Реминисценции Жуковского в XV строфе уже отмечались исследователями[145]
. Хотелось бы указать на их маркированный характер. Так Пушкин выносит в сильную начальную позицию чуть измененную, но эквиритмичную цитату из «Вечера» («Был вечер» вместо «Уж вечер») и «сжимает» великолепную звукоподражательную строку Жуковского «Лишь изредка, жужжа, вечерний жук мелькает» (распыление опорного звонкого «ж», противопоставленного доминирующему в трех первых строках и явно символизирующему «тишину» глухому «ш») в почти пародийное «жук жужжал». Перевод плавного шестистопного ямба с цезурой в говорной четырехстопник поддержан игрой с синтаксисом. Длинные распространенные предложения Жуковского становятся короткими, сперва нераспространенными («Был вечер. Небо меркло»), затем появляется предложение с обстоятельством образа действия, отягощенное анжамбеманом («Воды / Струились тихо») – все это создает эффект «деловой» прерывистой речи. Затем следует ударная сентенция о жуке, отсылающая не только к мелькнувшему в элегии крылатому насекому, но и к дружескому (сокращенному от фамилии) прозвищу автора: «Жук жужжал» здесь, кроме прочего, означает нечто вроде:Намекнув этой метатекстовой формулой на обобщенную картину поэтического мира Жуковского (корреспондирующего с душевным миром героини), Пушкин незаметно переходит из элегической тональности в балладную: «В поле чистом, / Луны при свете серебристом, / В свои мечты погружена / Татьяна долго шла одна. / Шла, шла. И вдруг перед собою / С холма господский видит дом…» (145). Серебристый свет луны вызывает в памяти – вопреки календарному времени романа – зимний колорит «Светланы», а стало быть и сна Татьяны. Но если пейзаж ориентирован на переложения Бюргеровой баллады[147]

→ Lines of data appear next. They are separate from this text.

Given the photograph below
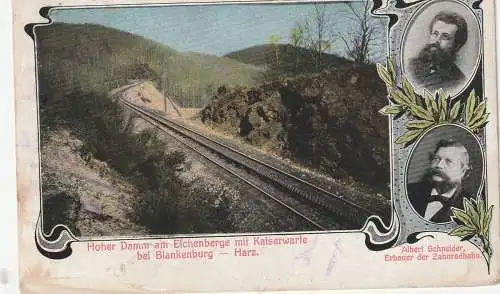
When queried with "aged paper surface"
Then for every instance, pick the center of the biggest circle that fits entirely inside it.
(255, 146)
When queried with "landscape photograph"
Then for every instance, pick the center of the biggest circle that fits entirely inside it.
(212, 118)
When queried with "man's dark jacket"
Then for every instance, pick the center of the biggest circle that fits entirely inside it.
(419, 194)
(444, 78)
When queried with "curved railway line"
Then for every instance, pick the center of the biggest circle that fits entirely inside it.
(347, 214)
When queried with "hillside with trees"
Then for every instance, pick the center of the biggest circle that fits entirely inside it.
(314, 107)
(101, 173)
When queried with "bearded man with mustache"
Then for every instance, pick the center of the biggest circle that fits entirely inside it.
(441, 187)
(434, 67)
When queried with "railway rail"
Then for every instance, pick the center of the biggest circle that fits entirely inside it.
(349, 215)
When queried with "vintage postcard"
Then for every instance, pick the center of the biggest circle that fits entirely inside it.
(178, 146)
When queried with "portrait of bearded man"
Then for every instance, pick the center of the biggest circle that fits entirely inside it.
(442, 186)
(434, 67)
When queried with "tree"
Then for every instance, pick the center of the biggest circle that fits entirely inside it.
(318, 35)
(365, 34)
(275, 59)
(297, 39)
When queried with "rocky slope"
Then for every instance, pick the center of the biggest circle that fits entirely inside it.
(328, 121)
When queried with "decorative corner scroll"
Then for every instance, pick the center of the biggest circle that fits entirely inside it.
(57, 244)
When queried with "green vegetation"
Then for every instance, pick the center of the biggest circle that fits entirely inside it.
(73, 89)
(95, 57)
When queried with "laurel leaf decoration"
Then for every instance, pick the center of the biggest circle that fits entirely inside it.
(427, 110)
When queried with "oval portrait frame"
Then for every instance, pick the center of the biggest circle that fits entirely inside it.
(480, 186)
(458, 90)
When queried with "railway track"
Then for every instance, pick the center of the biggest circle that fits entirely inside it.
(349, 215)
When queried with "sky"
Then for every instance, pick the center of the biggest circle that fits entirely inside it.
(210, 29)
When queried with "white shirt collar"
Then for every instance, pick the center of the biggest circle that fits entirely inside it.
(448, 194)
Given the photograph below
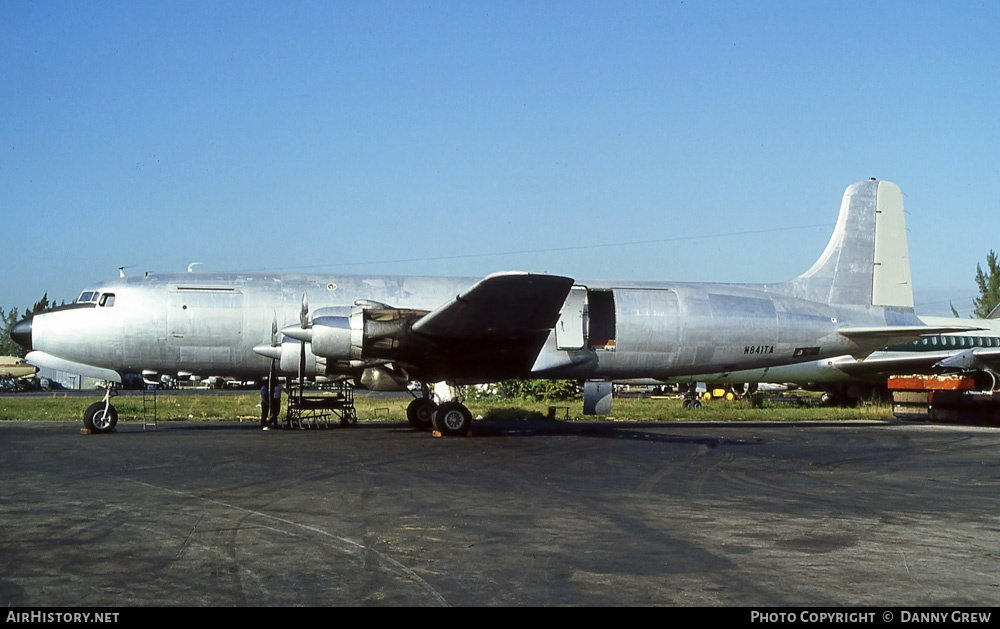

, то прогулка Татьяны в незнакомом пространстве кажется трансформацией соответствующих странствий героини «Пустынника». В этой балладе Мальвина, удрученная уходом отвергнутого ею Эдвина в пустыню и ложной вестью о его смерти, отправляется на поиски могилы возлюбленного («Мне будь пустыня та изгнанье, / Где скрыт Эдвинов прах»[148]), встречает старца-отшельника и следует в его хижину, где, выслушав печальные признания героини, мнимый старик сбрасывает личину и оказывается живым Эдвином. Уже в IV главе, описывая сельское житье Онегина, Пушкин иронически использует ключевые слова баллады Жуковского; ср.: «Онегин жил анахоретом», «Вот жизнь Онегина святая» (88, 89) и «Веди меня, пустыни житель, / Святой анахорет»; если отшельник приглашает путника (Мальвина странствует в мужском наряде) «в гостеприимну келью»[149], то кабинет Онегина, где оказалась Татьяна, именуется «кельей модной» (147), причем формула эта появляется в той же XX строфе, что и реминисценция «Людмилы», за которой возникает характерная номинация Татьяны: «И пилигримке молодой / Пора, давно пора домой». XV и XX строфы – выделенная рамка «жуковского» эпизода[150]. Однако движение сюжета опровергает оптимистический канон ранних баллад Жуковского: Татьяна не только не обретает возлюбленного, но, напротив, ознакомившись с библиотекой Онегина, выносит ему приговор.Во всех описанных выше случаях Пушкин обращается к ранним сочинениям Жуковского – «Сельское кладбище» (1802), «Вечер» (1806), «Людмила» (1808), «Певец во стане русских воинов» (1812), «Светлана» (1812), «Пустынник» (1813), «Алина и Альсим» (1814), «Ахилл» (1812–1814). Все они знакомы Пушкину с юности и связаны с процессом его творческого становления. Все это опусы значимые для поколения Пушкина и его героев (восьмилетней разницей в возрасте между Онегиным и Ленским с Татьяной здесь можно пренебречь). Наконец все отозвавшиеся в «Евгении Онегине» баллады уже были предметом иронико-игрового переосмысления, санкционированного самим Жуковским, – из всех были заимствованы «арзамасские» имена. Понятно, почему их переосмысление стало актуальным в момент прощания поэта с юностью, четко обозначенный в шестой главе романа в стихах и окрасивший первую («деревенскую») часть главы седьмой[151]
.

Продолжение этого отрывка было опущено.